One hand at a time, play a phrase, or part of a phrase, very slowly. Using the printed finger numbers as guidelines, fill in the gaps with the implied fingering. Use your knowledge of scales and arpeggios to fill in the rest. Try it at the projected final tempo. If the fingering is still comfortable, proceed to step 2.
Add the notes directly before and after the part you’ve just fingered. Does your fingering fit with them? If not, make the necessary changes. If so, go to step 3.
Write the fingering in the music: write all numbers if the passage is complicated. Otherwise, write in guide numbers. In the scale and arpeggio passages, for example, the numbers that will help you most are 4, 3 and 1.
General principles to keep in mind
Establish a “permanent” fingering early on.
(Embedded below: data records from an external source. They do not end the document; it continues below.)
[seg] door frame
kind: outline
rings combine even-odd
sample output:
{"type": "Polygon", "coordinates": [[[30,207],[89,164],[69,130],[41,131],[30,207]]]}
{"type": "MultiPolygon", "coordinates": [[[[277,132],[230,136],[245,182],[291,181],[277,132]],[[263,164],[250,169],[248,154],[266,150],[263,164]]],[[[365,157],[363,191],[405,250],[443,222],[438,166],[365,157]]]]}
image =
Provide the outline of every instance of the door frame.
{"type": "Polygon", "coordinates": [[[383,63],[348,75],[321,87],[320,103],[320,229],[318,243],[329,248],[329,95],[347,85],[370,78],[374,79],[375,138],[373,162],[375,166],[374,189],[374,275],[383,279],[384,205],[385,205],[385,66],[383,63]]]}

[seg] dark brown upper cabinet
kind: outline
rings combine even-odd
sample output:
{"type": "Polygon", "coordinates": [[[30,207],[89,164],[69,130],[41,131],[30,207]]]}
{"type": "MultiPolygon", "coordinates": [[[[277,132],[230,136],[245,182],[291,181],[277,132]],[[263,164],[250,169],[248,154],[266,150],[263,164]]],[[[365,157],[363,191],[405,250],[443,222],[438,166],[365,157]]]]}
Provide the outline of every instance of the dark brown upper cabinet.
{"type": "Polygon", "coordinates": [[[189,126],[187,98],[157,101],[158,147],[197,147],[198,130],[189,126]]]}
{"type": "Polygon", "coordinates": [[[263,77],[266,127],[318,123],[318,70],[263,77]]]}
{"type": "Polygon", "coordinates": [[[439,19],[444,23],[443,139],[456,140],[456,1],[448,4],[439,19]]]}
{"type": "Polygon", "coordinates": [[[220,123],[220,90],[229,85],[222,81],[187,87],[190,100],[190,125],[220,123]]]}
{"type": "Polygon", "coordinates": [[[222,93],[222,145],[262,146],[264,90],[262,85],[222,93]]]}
Use it every time you play the passage and don’t change it unless you’re sure it doesn’t work.
If a passage is difficult to finger, find the spot that can only be done with one possible fingering, and work backward or forward from that spot.
Avoid using weak combinations, like 4-5, at important points.
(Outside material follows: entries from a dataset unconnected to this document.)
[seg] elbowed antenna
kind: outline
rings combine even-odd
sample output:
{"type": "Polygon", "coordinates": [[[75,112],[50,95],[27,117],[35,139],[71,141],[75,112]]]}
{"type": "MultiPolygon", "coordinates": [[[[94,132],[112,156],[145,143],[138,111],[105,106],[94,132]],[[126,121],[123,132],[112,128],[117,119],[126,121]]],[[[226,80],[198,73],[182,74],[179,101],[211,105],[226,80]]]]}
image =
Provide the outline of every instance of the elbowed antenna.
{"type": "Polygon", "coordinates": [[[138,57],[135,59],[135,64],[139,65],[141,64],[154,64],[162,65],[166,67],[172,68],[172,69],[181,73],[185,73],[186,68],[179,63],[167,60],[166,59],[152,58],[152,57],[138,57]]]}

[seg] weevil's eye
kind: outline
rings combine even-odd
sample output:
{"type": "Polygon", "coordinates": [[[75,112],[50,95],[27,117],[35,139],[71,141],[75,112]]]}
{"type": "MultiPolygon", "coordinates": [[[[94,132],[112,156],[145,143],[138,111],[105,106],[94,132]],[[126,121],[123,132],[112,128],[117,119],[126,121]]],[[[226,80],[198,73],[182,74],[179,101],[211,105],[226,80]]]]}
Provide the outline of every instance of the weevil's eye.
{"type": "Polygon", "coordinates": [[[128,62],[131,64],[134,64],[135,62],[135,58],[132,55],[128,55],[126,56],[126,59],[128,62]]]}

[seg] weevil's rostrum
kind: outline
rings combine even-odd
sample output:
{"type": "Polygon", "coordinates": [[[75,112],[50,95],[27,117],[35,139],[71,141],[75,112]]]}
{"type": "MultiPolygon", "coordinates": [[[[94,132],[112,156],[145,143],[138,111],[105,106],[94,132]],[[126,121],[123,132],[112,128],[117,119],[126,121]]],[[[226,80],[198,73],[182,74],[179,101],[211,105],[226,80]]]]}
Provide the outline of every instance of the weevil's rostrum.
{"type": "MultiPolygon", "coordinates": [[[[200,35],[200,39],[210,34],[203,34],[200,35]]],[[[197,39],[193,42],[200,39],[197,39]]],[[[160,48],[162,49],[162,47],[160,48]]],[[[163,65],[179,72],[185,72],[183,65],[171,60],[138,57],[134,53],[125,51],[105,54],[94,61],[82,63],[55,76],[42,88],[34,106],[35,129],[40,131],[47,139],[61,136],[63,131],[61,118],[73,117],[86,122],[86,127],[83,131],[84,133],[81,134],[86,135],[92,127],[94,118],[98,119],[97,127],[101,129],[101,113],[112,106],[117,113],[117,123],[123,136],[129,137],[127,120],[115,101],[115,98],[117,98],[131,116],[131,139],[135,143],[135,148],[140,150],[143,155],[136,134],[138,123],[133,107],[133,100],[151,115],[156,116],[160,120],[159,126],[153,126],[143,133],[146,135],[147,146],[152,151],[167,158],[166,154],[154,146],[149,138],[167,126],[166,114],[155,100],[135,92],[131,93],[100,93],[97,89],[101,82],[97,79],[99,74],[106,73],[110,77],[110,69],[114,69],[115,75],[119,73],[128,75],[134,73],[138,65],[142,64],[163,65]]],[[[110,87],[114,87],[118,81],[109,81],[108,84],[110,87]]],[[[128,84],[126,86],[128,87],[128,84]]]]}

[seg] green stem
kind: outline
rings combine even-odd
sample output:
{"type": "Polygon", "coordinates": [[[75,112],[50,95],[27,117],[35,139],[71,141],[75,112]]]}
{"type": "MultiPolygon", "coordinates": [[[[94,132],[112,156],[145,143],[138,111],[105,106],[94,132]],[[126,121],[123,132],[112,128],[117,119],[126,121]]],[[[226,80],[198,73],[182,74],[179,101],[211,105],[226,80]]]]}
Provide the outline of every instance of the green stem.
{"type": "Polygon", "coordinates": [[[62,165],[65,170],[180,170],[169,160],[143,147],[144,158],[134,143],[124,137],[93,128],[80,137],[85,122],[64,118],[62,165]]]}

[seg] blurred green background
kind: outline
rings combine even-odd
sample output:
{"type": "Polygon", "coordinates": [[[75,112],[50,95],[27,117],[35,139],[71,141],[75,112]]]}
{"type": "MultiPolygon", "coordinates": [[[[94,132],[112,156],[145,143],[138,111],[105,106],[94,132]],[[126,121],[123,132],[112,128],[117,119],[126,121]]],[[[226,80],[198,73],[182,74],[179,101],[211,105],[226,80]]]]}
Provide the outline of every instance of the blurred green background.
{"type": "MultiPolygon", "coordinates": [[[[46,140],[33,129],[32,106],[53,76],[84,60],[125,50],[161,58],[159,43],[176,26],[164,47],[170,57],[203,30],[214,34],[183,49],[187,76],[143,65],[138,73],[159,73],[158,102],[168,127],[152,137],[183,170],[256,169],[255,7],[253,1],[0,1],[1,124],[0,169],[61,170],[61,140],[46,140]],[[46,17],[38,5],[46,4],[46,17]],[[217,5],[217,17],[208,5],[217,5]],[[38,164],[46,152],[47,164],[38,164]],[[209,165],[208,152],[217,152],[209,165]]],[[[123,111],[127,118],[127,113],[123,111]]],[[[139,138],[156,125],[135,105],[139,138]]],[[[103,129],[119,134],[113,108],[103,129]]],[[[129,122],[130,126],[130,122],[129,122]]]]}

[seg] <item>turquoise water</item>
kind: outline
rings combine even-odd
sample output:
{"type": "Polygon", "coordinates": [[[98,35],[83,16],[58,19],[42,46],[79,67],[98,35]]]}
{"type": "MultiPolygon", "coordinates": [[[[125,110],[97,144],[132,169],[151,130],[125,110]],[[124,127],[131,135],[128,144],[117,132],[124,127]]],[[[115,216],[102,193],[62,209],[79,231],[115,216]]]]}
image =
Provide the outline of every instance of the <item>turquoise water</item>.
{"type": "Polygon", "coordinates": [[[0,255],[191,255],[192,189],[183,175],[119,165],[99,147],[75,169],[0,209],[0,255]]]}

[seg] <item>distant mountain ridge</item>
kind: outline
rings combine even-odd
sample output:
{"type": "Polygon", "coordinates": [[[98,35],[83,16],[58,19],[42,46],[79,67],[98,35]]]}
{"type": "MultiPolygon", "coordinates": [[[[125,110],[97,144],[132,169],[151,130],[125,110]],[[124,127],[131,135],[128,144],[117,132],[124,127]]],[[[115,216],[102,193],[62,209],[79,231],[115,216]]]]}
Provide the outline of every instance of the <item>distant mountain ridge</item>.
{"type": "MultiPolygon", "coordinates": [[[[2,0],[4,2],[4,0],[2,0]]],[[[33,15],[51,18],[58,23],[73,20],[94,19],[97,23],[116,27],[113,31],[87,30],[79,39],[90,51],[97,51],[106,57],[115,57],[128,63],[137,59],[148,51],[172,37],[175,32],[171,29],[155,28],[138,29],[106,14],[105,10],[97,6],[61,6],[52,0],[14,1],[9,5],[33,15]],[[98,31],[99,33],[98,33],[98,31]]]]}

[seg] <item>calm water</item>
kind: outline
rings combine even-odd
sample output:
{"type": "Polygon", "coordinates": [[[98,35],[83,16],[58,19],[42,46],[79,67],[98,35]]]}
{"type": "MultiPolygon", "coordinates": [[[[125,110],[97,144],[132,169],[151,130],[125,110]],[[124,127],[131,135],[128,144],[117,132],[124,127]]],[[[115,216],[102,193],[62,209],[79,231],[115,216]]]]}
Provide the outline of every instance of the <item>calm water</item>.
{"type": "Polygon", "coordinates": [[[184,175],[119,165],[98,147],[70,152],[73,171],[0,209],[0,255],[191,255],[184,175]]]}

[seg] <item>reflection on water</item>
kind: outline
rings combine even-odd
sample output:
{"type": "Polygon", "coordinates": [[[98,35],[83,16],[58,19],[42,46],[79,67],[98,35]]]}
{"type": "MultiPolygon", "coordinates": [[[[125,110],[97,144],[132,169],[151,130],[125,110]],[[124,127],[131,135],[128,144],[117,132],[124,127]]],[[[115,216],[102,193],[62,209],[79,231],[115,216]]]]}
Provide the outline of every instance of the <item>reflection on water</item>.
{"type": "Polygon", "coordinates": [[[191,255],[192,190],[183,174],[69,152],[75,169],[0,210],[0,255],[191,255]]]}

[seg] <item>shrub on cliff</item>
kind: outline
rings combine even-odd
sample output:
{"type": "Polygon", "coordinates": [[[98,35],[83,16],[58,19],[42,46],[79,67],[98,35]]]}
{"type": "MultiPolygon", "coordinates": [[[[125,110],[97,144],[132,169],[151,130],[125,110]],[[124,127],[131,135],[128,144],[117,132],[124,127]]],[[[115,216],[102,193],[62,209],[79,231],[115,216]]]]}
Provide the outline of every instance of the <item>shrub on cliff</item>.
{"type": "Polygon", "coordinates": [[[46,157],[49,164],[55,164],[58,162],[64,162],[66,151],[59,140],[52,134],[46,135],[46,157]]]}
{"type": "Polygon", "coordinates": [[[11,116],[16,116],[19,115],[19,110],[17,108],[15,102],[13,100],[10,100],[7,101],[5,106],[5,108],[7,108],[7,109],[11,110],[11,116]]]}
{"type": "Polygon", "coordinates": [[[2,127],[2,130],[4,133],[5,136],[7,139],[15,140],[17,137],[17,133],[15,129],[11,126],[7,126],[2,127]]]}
When fingering repetitive patterns or sequences, try using the same fingering for each pattern. If keyboard geography makes any one pattern too awkward, change its fingering to fit, but don’t be afraid of using 1 or 5 on black keys.
If the printed fingering doesn’t work it can be changed. Have a good reason for changing it, though, and write your fingering in the music.
If you mis-finger something during practice, stop and write the fingering in the music immediately. If it’s already written in, circle or highlight it and drill immediately.
If mistakes keep occurring in a passage, search for a new “permanent” fingering.